Cuanto más nos esforzamos, algunos, en buscar puntos de encuentro, y solideces, que ayuden a superar el discurso ideológico, monocorde y frentista, de este tiempo de crisis, políticos y parapolíticos (léase empresariado influyente y participado del poder) alzan voces que provocan controversia, desasosiego y confrontación social.

El inefable Monago, para vindicar su visión centrípeta del Estado, no tiene mejor argumento que presumir de cuadrar las cuentas de su comunidad, cargando contra las dificultades de Catalunya, dadora neta de recursos financieros, que contribuye en más del ocho por ciento al fondo de solidaridad del que Extremadura es beneficiaria neta.
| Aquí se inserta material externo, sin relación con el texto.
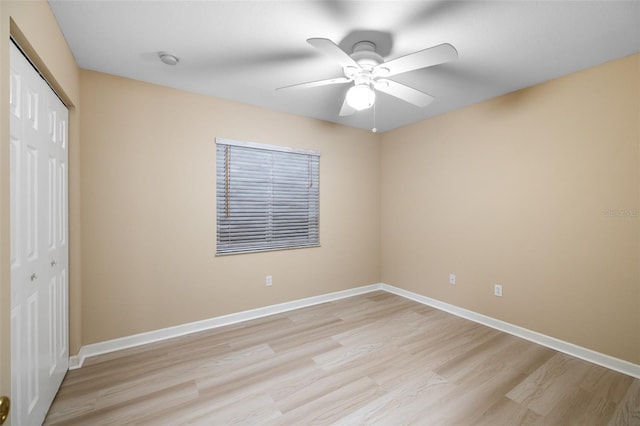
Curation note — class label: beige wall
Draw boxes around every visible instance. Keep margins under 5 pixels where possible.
[81,71,380,345]
[0,0,80,420]
[381,55,640,364]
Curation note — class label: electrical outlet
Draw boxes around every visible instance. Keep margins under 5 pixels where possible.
[493,284,502,297]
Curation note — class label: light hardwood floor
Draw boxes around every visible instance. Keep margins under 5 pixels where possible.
[45,292,640,426]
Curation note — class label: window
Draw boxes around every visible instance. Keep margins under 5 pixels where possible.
[216,138,320,255]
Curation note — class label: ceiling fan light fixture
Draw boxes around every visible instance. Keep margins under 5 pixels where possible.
[346,84,376,111]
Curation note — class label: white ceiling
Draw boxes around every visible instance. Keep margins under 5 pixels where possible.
[49,0,640,131]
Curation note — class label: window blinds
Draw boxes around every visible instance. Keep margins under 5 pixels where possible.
[216,138,320,255]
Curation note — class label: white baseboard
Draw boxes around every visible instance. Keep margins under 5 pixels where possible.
[69,283,640,379]
[69,284,382,370]
[380,284,640,379]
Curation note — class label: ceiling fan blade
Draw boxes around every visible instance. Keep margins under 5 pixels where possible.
[276,77,351,90]
[374,79,434,107]
[373,43,458,77]
[307,38,360,69]
[340,96,356,117]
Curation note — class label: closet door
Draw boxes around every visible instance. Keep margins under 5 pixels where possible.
[9,44,69,425]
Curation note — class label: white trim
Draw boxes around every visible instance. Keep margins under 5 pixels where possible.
[216,138,320,157]
[380,284,640,379]
[69,283,640,379]
[69,284,382,370]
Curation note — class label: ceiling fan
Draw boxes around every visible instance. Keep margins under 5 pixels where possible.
[276,38,458,117]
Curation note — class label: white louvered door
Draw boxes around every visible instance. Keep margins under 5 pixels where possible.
[9,40,69,425]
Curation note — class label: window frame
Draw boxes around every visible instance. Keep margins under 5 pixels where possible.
[215,138,321,256]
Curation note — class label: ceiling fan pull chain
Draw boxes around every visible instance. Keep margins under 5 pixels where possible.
[371,102,378,133]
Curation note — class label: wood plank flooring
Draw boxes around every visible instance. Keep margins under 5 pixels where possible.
[45,292,640,426]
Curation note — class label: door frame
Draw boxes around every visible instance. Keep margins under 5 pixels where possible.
[0,7,81,425]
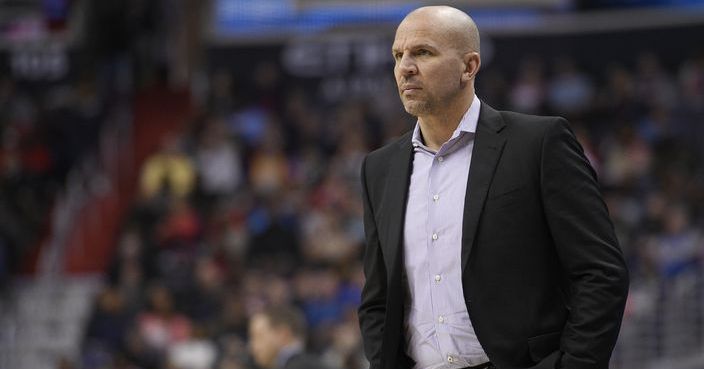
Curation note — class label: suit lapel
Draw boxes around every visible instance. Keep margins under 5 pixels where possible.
[380,134,413,274]
[462,103,506,273]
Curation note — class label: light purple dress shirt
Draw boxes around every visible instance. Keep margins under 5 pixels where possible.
[404,96,489,369]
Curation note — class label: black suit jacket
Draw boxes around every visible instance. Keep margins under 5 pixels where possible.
[359,103,628,369]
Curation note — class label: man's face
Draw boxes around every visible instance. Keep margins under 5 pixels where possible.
[249,314,283,368]
[392,16,465,116]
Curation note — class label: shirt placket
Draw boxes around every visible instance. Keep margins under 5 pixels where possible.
[426,142,454,367]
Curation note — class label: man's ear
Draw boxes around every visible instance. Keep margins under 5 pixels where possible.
[462,51,482,83]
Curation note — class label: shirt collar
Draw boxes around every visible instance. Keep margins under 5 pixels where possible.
[411,94,481,147]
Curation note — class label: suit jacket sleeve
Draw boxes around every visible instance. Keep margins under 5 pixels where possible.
[540,118,628,369]
[359,158,386,369]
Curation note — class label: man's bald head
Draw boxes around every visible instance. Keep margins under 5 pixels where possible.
[396,5,480,54]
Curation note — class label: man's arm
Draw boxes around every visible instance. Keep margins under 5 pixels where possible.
[359,158,386,369]
[540,118,628,369]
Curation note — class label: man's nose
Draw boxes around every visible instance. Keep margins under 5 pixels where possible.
[398,55,418,76]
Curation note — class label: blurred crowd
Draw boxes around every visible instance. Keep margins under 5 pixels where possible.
[70,40,704,369]
[80,46,704,369]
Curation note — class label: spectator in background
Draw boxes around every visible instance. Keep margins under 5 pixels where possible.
[249,306,332,369]
[195,118,243,197]
[140,135,196,199]
[547,58,594,114]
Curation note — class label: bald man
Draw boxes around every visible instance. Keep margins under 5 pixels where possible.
[359,6,628,369]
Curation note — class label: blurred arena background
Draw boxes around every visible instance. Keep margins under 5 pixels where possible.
[0,0,704,369]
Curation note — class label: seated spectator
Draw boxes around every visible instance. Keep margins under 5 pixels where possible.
[140,136,196,199]
[249,306,332,369]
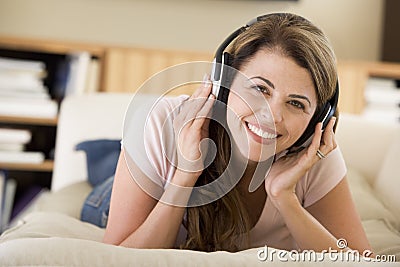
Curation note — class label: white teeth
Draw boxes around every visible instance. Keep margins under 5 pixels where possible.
[247,123,278,139]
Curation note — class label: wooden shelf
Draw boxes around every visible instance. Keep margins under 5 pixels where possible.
[0,116,58,126]
[0,36,105,56]
[0,160,54,172]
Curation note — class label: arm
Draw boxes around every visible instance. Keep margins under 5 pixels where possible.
[266,120,370,253]
[103,79,215,248]
[306,177,372,253]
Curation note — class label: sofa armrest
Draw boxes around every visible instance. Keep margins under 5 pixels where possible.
[336,113,400,184]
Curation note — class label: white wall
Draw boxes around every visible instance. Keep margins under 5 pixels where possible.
[0,0,383,60]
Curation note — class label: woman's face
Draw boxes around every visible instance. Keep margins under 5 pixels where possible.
[227,50,317,161]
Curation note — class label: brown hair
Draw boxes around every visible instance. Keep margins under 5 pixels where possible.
[182,13,337,251]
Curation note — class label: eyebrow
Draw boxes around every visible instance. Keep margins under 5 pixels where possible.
[250,76,311,107]
[250,76,275,89]
[289,94,311,107]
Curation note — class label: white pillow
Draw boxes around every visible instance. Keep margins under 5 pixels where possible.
[347,167,395,222]
[373,135,400,222]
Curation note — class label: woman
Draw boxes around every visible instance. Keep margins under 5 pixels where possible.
[104,14,371,255]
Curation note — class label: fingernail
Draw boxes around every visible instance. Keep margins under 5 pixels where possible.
[202,73,210,87]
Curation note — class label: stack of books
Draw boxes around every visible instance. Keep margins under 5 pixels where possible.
[0,171,17,233]
[0,58,58,119]
[0,128,45,164]
[363,77,400,123]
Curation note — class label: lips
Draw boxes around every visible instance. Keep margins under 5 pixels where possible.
[246,122,279,143]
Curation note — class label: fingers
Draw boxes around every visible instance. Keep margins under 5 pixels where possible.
[308,117,337,160]
[181,76,215,125]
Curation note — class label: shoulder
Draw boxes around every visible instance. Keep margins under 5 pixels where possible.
[123,95,188,185]
[297,146,347,207]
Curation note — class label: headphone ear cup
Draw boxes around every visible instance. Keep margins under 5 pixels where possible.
[292,102,333,148]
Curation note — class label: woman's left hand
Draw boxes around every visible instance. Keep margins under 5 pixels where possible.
[265,117,337,209]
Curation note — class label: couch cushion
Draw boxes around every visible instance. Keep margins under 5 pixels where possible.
[75,139,121,186]
[374,136,400,222]
[32,181,92,219]
[347,170,395,222]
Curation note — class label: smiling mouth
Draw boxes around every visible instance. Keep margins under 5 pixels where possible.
[246,122,278,139]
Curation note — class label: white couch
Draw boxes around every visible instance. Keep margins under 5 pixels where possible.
[0,93,400,266]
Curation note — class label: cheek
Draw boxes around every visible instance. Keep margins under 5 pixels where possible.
[228,93,252,118]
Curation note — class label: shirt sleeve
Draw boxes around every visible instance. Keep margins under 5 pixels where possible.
[122,96,185,191]
[300,146,347,207]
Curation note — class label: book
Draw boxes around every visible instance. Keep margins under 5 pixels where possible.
[0,170,6,233]
[0,98,58,119]
[0,57,46,75]
[0,143,25,151]
[0,72,47,92]
[0,151,45,164]
[0,128,32,145]
[85,58,100,93]
[9,185,46,225]
[65,51,91,96]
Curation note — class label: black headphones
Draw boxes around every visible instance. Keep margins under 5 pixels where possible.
[211,13,339,153]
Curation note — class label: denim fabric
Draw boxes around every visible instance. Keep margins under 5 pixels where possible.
[81,175,114,228]
[75,139,121,187]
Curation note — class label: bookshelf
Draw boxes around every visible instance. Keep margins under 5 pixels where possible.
[0,36,400,232]
[0,36,212,231]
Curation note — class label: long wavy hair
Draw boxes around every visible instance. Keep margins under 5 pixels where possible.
[181,13,337,251]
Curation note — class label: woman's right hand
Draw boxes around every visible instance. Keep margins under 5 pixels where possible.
[173,76,215,182]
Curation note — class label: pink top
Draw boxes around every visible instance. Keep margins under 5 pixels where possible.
[123,95,347,250]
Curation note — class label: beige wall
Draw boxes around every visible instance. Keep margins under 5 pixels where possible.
[0,0,383,60]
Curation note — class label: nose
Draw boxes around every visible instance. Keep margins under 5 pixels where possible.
[268,98,283,123]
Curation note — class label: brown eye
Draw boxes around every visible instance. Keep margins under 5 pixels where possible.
[289,100,305,110]
[252,85,269,94]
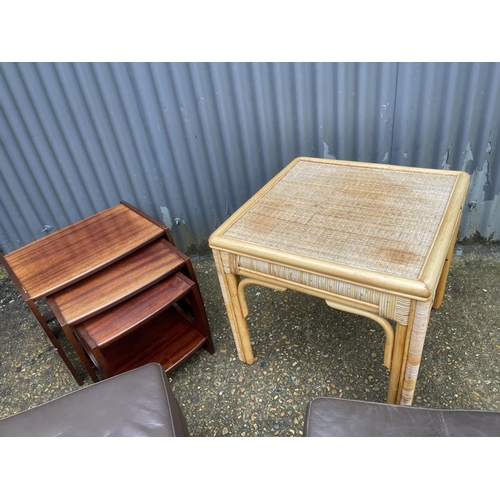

Desde la doctrinarismo, el aznarismo de las FAES, como buenos discípulos del filósofo marxista Antonio Gramsci, que teorizó sobre la hegemonía ideológica-religiosa, moral, cultural y política como instrumento para la pervivencia de los modelos sociales y económicos, trata de impulsar reformas involucionistas desandando el camino político y social recorrido. Rajoy, por el contrario, tira de pragmatismo para reconducir la deriva desintegradora que afecta, no solo a la convivencia nacional sino, también, a la estabilidad social.

Dos reflexiones: una reciente encuesta de la Generalitat, muestra que ERC superaría a CiU en unas elecciones; el PSC bajaría 4 escaños y 5 o 6 el PP, mientras que, Ciutadans y la Candidatura de Unitat Popular subirían 3 escaños. IC se mantendría con los 13 actuales. En resumen, la sociedad catalana se polariza más, ganando el soberanismo; así habría que interpretar el mayor apoyo a ERC.

Desde la esfera de lo social, el hartazgo de la ciudadanía va en aumento con manifestaciones provocadoras como las del dirigente de la CEOE, al que solo le faltaría atribuir la crisis a que el permiso laboral, por muerte de familiar, sea de un día más o menos. Ahora que estamos recibiendo noticia de las manifestaciones en Brasil por la subida del transporte, hay que recordar que la huelga de tranvías de Barcelona, en 1951, plantó cara a la dictadura de forma inesperada, y fue el precedente del movimiento de oposición posterior. Cuidado con quemar los puentes del entendimiento político.